We are currently half way though the exam period. I hope yours have gone/are going/will go amazingly! As for me, I had one where I saw my degree crumbling around me, and one that went goooood. My final one is a week today, so hopefully it’ll be 2/3 good ones for me.
The one thing that could stand in the way of next friday going swimmingly is social media: the procrastination pied piper. Firstly there’s Facebook, which my brain believes needs checking every five minutes in Hellward. I think its a sign of obsession when you open up your browser and typing ‘f’ and ‘enter’ into the search bar is a reflex. Oh how it makes us feel better scrolling through our timeline, seeing how everyone else is finding ways to avoid revision. On the plus side, Facebook has become more receptive to my emotions asking me “Hows it going Shane?” or “How you feeling Shane?” Siri eat your heart out.
Next we call ‘Twitter’ to the stand. The charges? Stalking, conspiracy to corrupt student success, and banter crimes. This little social media bird is such an outrageous time waster, yet tweeples feel it’s necessary to scroll through their entire newsfeed just in case they miss a crucially banterous tweet.
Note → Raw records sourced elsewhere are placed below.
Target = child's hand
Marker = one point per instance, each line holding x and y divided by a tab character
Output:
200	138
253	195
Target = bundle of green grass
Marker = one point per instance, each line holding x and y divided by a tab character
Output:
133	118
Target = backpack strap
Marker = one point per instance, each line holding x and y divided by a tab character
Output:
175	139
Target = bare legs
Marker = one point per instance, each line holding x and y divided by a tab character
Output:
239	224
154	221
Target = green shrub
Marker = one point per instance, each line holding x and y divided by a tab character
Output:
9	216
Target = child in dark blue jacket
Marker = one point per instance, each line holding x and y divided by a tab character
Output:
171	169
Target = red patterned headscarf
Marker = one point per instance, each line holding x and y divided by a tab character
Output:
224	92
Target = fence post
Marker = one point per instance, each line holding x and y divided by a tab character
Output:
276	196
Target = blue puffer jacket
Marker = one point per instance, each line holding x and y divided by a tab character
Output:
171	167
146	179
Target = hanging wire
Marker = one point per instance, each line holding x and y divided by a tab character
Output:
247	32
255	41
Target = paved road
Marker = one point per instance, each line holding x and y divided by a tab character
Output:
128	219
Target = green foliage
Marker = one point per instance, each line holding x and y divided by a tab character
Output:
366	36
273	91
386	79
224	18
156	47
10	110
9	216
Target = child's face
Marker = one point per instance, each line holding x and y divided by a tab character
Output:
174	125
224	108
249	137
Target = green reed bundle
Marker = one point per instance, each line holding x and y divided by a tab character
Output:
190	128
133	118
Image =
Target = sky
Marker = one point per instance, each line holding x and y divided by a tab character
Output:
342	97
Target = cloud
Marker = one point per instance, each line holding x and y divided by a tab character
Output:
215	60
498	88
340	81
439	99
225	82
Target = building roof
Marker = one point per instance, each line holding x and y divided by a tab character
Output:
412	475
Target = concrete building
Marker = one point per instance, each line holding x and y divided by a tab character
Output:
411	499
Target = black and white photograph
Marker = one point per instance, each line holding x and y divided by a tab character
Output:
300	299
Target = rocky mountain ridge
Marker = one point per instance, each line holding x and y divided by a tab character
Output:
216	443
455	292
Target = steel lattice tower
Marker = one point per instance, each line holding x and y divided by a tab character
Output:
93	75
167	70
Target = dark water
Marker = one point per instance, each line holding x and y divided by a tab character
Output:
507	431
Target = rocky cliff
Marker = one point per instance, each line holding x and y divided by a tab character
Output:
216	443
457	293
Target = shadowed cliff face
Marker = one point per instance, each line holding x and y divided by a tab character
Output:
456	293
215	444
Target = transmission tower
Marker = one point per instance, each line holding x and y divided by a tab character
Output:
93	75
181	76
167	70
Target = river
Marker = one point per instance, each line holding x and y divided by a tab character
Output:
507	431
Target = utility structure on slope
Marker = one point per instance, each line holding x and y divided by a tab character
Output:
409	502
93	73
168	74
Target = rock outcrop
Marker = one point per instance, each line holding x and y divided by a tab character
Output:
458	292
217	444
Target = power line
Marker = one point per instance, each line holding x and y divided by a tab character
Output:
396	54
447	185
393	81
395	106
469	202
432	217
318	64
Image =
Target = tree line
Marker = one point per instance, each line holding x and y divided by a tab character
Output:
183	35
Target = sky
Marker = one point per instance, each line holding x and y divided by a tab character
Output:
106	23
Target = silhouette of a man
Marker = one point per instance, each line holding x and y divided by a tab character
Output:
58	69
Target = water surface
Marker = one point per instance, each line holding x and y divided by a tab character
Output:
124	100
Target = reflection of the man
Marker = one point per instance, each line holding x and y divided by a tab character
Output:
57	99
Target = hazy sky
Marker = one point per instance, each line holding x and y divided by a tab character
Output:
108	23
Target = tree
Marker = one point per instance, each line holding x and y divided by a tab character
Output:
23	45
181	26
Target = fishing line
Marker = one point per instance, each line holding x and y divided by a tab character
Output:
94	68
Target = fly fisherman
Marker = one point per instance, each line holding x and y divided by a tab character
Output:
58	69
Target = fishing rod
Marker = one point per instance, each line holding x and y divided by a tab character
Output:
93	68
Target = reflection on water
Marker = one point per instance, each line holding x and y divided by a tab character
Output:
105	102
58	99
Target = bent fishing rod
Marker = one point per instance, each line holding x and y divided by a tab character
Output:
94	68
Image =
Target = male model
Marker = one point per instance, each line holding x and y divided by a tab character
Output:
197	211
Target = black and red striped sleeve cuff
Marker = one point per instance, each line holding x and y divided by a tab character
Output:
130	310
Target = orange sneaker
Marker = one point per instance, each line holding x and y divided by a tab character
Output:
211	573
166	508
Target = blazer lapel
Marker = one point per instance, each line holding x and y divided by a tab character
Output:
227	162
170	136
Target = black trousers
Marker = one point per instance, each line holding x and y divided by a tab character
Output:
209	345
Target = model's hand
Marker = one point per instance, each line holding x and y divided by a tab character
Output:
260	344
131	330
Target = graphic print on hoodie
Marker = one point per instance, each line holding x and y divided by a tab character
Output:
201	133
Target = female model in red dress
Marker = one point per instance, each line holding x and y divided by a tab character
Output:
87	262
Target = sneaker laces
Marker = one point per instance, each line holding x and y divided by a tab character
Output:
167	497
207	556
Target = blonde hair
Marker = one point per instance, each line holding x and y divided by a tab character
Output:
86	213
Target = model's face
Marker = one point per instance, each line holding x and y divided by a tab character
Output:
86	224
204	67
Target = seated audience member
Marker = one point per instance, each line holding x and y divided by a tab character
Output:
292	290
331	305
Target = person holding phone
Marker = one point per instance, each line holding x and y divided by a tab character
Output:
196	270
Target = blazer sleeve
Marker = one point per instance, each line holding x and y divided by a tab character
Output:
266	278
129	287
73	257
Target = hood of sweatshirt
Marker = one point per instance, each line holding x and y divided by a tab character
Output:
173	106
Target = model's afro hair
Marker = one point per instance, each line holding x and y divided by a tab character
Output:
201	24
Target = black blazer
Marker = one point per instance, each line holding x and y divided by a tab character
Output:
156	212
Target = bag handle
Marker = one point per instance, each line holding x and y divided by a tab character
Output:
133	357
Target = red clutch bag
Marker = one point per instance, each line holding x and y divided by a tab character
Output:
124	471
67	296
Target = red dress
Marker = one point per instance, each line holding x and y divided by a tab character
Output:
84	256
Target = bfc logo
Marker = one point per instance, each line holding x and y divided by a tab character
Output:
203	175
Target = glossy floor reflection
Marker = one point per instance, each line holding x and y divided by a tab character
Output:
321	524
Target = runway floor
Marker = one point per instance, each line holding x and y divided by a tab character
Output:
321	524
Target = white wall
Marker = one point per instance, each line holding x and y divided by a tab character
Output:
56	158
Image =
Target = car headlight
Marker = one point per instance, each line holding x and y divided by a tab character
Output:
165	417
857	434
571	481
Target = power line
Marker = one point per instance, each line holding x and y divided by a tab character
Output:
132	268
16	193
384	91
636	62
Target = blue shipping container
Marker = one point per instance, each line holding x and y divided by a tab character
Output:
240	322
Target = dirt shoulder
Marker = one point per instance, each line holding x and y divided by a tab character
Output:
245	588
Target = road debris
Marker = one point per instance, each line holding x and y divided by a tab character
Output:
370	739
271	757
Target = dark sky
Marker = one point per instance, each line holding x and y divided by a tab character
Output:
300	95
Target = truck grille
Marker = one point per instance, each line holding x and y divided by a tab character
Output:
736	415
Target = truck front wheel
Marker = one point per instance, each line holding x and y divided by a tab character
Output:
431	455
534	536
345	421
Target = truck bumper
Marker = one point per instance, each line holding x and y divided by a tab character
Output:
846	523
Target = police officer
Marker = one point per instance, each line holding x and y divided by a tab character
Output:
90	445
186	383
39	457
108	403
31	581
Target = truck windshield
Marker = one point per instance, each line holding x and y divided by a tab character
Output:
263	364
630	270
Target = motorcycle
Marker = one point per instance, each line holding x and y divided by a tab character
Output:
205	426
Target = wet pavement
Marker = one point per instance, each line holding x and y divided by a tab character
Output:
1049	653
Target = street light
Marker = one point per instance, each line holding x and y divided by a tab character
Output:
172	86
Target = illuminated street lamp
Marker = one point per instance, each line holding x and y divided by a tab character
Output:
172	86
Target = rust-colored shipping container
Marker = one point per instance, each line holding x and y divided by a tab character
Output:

Revision seems to encourage poor banterful tweets about silent-study-zone offenders, which we will later look back at with cringing regret. It also advocates cyber-stalking of all the celebrities you follow (the dailymail showbiz website currently faces similar crimes against students). Yet is it our own fault for needing to know what Gaga, Riri and Biebs are up to at all times?
Perhaps the most sneaky, deceitful, sociminal (social media criminal) right now is instagram. Or should I say, distracogram. They say ‘a picture says a thousand words’, therefore, instead of reading our notes or essays, students have been caught constantly refreshing their instagram feed to see which hipster filter their friends have caught Nottingham’s Snowfall in today. I may or may not have fallen victim to this …
If you have cleverly asked a trustworthy friend to change all your passwords until after your exams, you are a wiser owl than the majority of students and I hope you reap the rewards.
And if social media wasn’t enough of a distraction, Jack Frost has come to play this weekend, bringing more of the fluffy white stuff we all love for two days and detest for the following week.
Good luck if you still have exams to come, may you find the strength to resist the temptations of the social media tree, or if not, find relief from the revision marathon in a hilarious tweet or meme!